To whom the great Creatour thus reply'd.
O Son, in whom my Soul hath chief delight,
Son of my bosom, Son who art alone
My word, my wisdom, and effectual might, [ 170 ]
All hast thou spok'n as my thoughts are, all
As my Eternal purpose hath decreed:
Man shall not quite be lost, but sav'd who will,
Yet not of will in him, but grace in me
Freely voutsaft;

But Milton can't have God roll his eyes at the Son's words, because he has to show intimacy between the Father and Son. But his doing so in God's opening words in this speech makes Milton's God/Father sound uncharacteristically stilted. It is like a parent and child who really don't get along that well hugging stiffly at Thanksgiving or Christmas dinner. Listen to the way God addresses the Son (168-170):

        "O Son, in whom my Soul hath chief delight,
     Son of my bosom, Son who are alone
     My word, my wisdom, and effectual might..."

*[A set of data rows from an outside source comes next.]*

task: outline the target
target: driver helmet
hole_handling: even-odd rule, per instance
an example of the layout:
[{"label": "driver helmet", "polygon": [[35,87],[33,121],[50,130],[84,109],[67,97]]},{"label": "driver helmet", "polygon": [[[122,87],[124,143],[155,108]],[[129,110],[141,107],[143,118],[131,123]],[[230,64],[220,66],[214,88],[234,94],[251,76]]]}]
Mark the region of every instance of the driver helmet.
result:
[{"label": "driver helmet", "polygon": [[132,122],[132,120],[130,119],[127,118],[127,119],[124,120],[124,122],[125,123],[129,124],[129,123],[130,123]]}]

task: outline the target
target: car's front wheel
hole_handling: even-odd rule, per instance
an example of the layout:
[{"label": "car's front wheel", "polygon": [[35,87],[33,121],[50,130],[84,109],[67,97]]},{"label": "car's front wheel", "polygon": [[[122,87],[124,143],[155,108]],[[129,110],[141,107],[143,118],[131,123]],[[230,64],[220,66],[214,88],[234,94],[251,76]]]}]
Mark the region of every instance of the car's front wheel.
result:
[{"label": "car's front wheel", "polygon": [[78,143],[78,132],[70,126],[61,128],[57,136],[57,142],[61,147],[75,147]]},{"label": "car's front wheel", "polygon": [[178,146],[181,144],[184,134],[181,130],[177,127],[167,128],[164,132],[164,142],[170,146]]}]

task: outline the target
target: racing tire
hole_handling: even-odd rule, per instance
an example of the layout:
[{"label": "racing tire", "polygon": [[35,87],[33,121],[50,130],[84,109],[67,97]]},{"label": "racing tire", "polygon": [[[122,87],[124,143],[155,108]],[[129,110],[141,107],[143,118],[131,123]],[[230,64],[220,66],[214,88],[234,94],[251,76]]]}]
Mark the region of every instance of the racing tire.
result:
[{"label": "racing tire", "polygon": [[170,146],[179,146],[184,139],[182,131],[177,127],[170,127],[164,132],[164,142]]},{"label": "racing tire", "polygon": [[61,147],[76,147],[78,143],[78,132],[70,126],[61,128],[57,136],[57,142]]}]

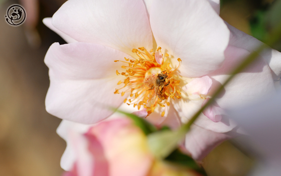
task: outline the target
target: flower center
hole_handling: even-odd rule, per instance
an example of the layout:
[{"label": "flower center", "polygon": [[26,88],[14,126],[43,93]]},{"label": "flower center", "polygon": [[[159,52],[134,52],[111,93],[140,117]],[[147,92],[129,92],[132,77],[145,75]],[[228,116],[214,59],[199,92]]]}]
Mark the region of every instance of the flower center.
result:
[{"label": "flower center", "polygon": [[[136,59],[124,58],[125,61],[115,60],[114,62],[122,62],[126,66],[122,68],[125,69],[125,72],[121,73],[116,70],[117,75],[121,74],[125,77],[123,81],[120,80],[117,85],[123,83],[123,86],[116,89],[114,94],[120,94],[119,90],[123,90],[123,96],[125,93],[130,92],[128,100],[125,99],[124,103],[128,105],[137,106],[138,110],[143,106],[146,109],[149,115],[153,113],[157,106],[165,107],[165,105],[170,106],[171,99],[181,98],[180,89],[179,87],[180,80],[174,78],[175,71],[180,65],[181,60],[178,59],[180,64],[174,70],[172,70],[168,56],[166,53],[165,57],[161,53],[161,48],[158,47],[156,52],[152,49],[149,52],[144,47],[138,48],[138,50],[133,49]],[[165,57],[166,59],[165,59]],[[161,113],[164,116],[165,111]]]}]

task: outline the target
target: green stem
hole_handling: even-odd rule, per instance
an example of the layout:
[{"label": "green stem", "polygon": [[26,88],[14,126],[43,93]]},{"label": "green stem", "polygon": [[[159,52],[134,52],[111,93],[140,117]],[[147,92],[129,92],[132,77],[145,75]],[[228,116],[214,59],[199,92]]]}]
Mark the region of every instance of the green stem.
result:
[{"label": "green stem", "polygon": [[[281,23],[278,25],[278,26],[274,29],[270,34],[269,37],[268,38],[267,41],[265,43],[271,46],[273,45],[275,42],[277,42],[281,38]],[[214,102],[215,99],[217,98],[219,95],[222,91],[223,90],[225,85],[226,85],[229,81],[232,79],[232,78],[235,76],[235,74],[239,73],[246,67],[247,67],[251,63],[253,62],[256,57],[258,56],[259,53],[260,53],[263,50],[268,47],[268,46],[263,44],[257,49],[255,51],[254,51],[246,57],[244,61],[238,66],[231,74],[228,78],[224,82],[224,83],[221,85],[216,91],[216,92],[213,95],[212,97],[207,102],[207,103],[203,106],[202,108],[199,110],[191,119],[186,124],[183,125],[178,130],[182,135],[184,136],[185,133],[187,132],[190,129],[191,126],[193,124],[197,118],[199,116],[200,114],[203,112],[203,111],[208,106],[210,106],[212,103]]]}]

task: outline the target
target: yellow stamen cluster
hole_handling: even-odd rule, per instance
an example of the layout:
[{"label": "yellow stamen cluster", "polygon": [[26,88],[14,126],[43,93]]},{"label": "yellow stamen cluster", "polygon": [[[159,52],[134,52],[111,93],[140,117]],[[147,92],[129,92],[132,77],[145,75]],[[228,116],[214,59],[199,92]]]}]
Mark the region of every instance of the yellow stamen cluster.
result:
[{"label": "yellow stamen cluster", "polygon": [[[156,51],[160,50],[158,47]],[[165,107],[165,104],[170,106],[169,98],[175,100],[175,98],[181,99],[180,89],[178,85],[180,81],[174,78],[173,74],[175,70],[172,71],[170,63],[168,62],[169,55],[166,53],[167,58],[166,61],[162,64],[158,63],[155,59],[155,53],[153,50],[150,53],[144,47],[138,49],[133,49],[132,52],[137,57],[133,59],[124,58],[125,61],[115,60],[114,62],[122,62],[127,66],[122,66],[126,71],[119,73],[116,70],[117,75],[121,74],[125,77],[123,81],[119,81],[117,85],[123,83],[120,89],[116,89],[114,94],[120,94],[119,90],[126,89],[122,91],[121,95],[123,96],[125,93],[130,93],[129,99],[125,99],[124,103],[128,105],[133,105],[137,106],[138,110],[143,106],[147,109],[148,114],[153,112],[157,105]],[[163,58],[164,59],[164,58]],[[181,60],[178,59],[180,62]],[[164,76],[165,79],[161,76]],[[161,78],[163,78],[161,79]],[[129,103],[127,103],[128,102]],[[161,113],[164,116],[165,112]]]}]

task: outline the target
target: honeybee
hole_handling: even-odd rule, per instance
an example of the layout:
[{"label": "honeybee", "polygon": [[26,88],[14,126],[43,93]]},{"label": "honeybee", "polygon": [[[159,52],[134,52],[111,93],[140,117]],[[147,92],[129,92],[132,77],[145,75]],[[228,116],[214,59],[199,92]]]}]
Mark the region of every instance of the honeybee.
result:
[{"label": "honeybee", "polygon": [[170,84],[170,81],[166,83],[165,81],[166,79],[168,77],[168,74],[169,73],[166,73],[164,74],[163,72],[165,71],[163,71],[161,73],[157,75],[151,75],[151,76],[146,78],[144,81],[147,86],[151,87],[149,90],[154,89],[155,94],[152,97],[154,97],[154,95],[155,95],[155,98],[156,96],[158,96],[158,98],[162,100],[165,99],[165,94],[162,93],[163,88]]}]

Even if we grant Milton the liberty of epic overstatement and grandeur, this language is a little over the top. Or, alternatively said, it is just too formal. All he is doing in lines 168-170 is making reference to various Scriptural virtues of the Son. The Son is the Father's delight in Matthew 3:17. He is in the bosom of the Father in John 1:18. The Son is the word of God in Revelation 19:13. He is the wisdom and effectual might of God in I Corinthians 1:24. But Milton is forced into this type of language because he hasn't been given, by the Christian tradition, a good expression of how the Father and Son relate to each other in Heaven. Does one have priority (Milton certainly felt that the Father did)? What is the Son doing up there? If God knows everything, why does He even have to talk with the Son? And since one major function of human conversation is to learn things about the other and life, how can conversation between these two have any meaning, since all things are known by the Father? Because of these theological conundrums, which Milton hasn't adequately addressed, he is left with awkward words here. 

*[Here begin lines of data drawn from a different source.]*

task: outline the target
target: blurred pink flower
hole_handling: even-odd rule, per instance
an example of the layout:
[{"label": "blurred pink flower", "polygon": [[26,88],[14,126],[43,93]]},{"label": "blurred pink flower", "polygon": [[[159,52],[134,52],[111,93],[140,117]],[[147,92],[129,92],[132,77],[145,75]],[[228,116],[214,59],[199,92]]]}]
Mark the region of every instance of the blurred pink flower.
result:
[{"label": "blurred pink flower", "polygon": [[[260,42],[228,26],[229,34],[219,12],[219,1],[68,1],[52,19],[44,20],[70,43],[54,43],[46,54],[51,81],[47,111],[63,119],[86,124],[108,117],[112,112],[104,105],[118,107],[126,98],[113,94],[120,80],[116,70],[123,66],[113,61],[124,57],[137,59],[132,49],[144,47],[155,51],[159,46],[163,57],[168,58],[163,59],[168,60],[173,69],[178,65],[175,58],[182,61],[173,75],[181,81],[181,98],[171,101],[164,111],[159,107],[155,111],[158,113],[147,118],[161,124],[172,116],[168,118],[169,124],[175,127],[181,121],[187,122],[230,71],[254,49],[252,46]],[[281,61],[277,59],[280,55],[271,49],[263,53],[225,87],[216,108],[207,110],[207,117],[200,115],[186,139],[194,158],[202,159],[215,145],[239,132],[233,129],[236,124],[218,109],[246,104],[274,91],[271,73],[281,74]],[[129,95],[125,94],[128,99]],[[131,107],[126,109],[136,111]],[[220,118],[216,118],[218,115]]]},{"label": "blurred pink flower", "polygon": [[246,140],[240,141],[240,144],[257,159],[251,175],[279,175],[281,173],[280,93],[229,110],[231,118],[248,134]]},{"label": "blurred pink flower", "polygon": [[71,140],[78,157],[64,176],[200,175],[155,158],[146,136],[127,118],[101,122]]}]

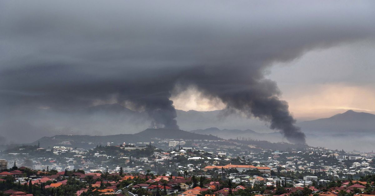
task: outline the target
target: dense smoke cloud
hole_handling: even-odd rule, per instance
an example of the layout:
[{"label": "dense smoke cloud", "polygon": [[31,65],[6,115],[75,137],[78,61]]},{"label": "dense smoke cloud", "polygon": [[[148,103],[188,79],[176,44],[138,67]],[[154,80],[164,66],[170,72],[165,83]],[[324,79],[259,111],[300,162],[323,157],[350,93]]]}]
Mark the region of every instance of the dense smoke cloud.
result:
[{"label": "dense smoke cloud", "polygon": [[353,3],[2,1],[0,103],[69,108],[115,97],[175,129],[171,92],[194,86],[304,143],[265,73],[313,49],[373,38],[374,2]]}]

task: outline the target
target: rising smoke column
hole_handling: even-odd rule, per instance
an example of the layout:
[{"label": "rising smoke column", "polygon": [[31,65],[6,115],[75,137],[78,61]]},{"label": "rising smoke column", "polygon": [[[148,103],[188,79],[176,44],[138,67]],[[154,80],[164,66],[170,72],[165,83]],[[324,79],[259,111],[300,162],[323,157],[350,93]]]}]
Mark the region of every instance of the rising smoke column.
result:
[{"label": "rising smoke column", "polygon": [[179,86],[195,86],[209,98],[221,99],[228,111],[269,123],[289,141],[304,144],[305,135],[294,125],[288,103],[279,99],[276,83],[264,78],[262,70],[267,66],[266,62],[260,66],[200,66],[188,72]]},{"label": "rising smoke column", "polygon": [[0,2],[2,135],[45,136],[13,125],[39,125],[33,116],[20,123],[8,115],[18,108],[114,100],[177,129],[171,92],[193,85],[304,143],[266,72],[311,50],[373,41],[375,35],[373,1],[324,7],[318,2],[40,1]]}]

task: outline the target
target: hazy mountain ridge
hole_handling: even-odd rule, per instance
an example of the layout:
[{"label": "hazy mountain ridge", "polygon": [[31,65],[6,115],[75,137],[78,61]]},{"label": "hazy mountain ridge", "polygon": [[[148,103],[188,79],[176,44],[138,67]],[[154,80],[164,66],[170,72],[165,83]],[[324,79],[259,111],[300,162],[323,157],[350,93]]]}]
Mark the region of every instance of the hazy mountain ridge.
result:
[{"label": "hazy mountain ridge", "polygon": [[266,140],[272,142],[285,141],[281,134],[278,132],[272,133],[260,133],[251,129],[240,130],[239,129],[220,130],[217,127],[211,127],[205,129],[197,129],[190,131],[190,132],[200,134],[210,134],[226,139],[240,139],[242,137],[250,138],[253,139]]},{"label": "hazy mountain ridge", "polygon": [[[106,136],[90,136],[88,135],[56,135],[52,137],[43,137],[31,143],[38,144],[38,142],[41,147],[60,145],[59,143],[69,142],[71,147],[92,147],[96,145],[106,145],[107,142],[113,142],[115,145],[122,144],[123,142],[148,142],[156,141],[154,138],[168,138],[178,139],[221,139],[212,135],[206,135],[194,133],[183,130],[166,129],[148,129],[144,131],[134,134],[118,134]],[[88,142],[92,142],[89,145]]]},{"label": "hazy mountain ridge", "polygon": [[329,118],[302,122],[298,125],[305,133],[321,135],[375,134],[375,115],[348,110]]}]

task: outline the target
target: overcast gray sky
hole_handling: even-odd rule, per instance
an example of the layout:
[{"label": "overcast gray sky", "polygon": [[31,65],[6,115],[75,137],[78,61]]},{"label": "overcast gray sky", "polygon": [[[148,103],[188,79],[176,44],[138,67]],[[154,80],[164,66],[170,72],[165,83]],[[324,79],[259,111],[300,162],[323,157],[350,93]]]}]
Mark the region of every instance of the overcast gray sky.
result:
[{"label": "overcast gray sky", "polygon": [[309,3],[2,1],[0,106],[224,107],[304,142],[293,115],[374,110],[375,2]]}]

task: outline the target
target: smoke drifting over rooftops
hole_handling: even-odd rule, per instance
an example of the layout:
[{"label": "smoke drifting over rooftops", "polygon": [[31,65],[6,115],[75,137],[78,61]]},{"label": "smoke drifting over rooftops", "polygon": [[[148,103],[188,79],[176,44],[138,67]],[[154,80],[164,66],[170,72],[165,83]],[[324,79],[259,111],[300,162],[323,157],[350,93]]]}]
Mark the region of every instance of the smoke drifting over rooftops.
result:
[{"label": "smoke drifting over rooftops", "polygon": [[210,3],[2,1],[2,107],[114,99],[177,129],[171,92],[194,87],[304,143],[265,74],[313,49],[374,38],[374,2]]}]

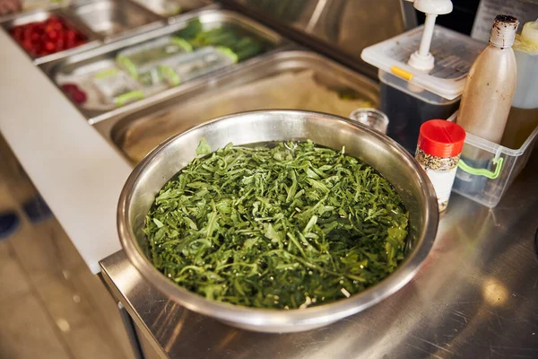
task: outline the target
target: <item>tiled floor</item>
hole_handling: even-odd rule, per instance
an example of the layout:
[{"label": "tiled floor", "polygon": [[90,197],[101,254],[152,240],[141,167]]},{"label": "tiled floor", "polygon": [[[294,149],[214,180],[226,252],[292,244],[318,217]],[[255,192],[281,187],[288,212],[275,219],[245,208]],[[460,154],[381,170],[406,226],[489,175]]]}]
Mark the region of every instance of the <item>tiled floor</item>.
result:
[{"label": "tiled floor", "polygon": [[0,137],[0,212],[22,222],[0,241],[0,358],[132,358],[115,302],[61,225],[25,216],[35,195]]}]

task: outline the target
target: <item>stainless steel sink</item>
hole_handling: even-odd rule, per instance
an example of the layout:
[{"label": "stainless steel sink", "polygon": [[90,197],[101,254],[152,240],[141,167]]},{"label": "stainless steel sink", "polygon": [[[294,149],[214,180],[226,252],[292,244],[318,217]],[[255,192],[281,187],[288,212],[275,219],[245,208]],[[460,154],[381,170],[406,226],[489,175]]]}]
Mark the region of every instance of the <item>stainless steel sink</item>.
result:
[{"label": "stainless steel sink", "polygon": [[377,84],[366,77],[313,52],[283,51],[94,126],[135,163],[166,138],[216,117],[270,109],[347,117],[355,107],[377,107],[378,99]]},{"label": "stainless steel sink", "polygon": [[212,4],[210,0],[134,0],[160,14],[161,16],[176,16],[196,10]]},{"label": "stainless steel sink", "polygon": [[[265,51],[270,52],[273,49],[277,49],[290,44],[289,41],[282,38],[278,33],[237,13],[214,9],[201,10],[182,15],[180,20],[178,18],[177,22],[170,25],[138,34],[128,39],[120,39],[94,48],[91,51],[78,54],[74,57],[48,63],[41,66],[41,69],[59,87],[62,79],[65,79],[65,77],[72,77],[73,75],[78,77],[80,75],[81,78],[82,78],[84,77],[84,74],[90,75],[94,73],[96,69],[106,69],[109,66],[114,66],[116,56],[120,51],[134,45],[138,45],[146,41],[153,41],[161,37],[173,36],[174,33],[187,27],[191,22],[196,21],[201,22],[204,30],[219,26],[233,27],[241,33],[260,39],[265,44]],[[234,72],[243,65],[259,61],[259,58],[263,57],[264,55],[258,55],[245,60],[240,64],[218,70],[212,73],[209,77],[214,79],[229,72]],[[198,82],[206,81],[207,78],[205,77],[207,76],[203,76],[199,80],[194,79],[187,81],[178,86],[168,88],[157,94],[152,94],[142,101],[134,101],[123,107],[95,107],[90,105],[88,102],[78,104],[76,106],[82,115],[88,118],[89,122],[93,124],[114,116],[135,111],[138,109],[147,107],[153,102],[159,102],[167,98],[173,97],[177,93],[184,92],[190,86],[195,85]]]}]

Indeed, let's end this essay with some awkward words, even as we haven't at all finished considering God's speech. After addressing the Son with these biblical designations, God says (171-72):

"      "All has thou spok'n as my thoughts are, all
     As my eternal purpose hath decreed"

We have to chuckle. All God is saying is, 'Yep, I already knew it!' Well, how else can they relate to one another?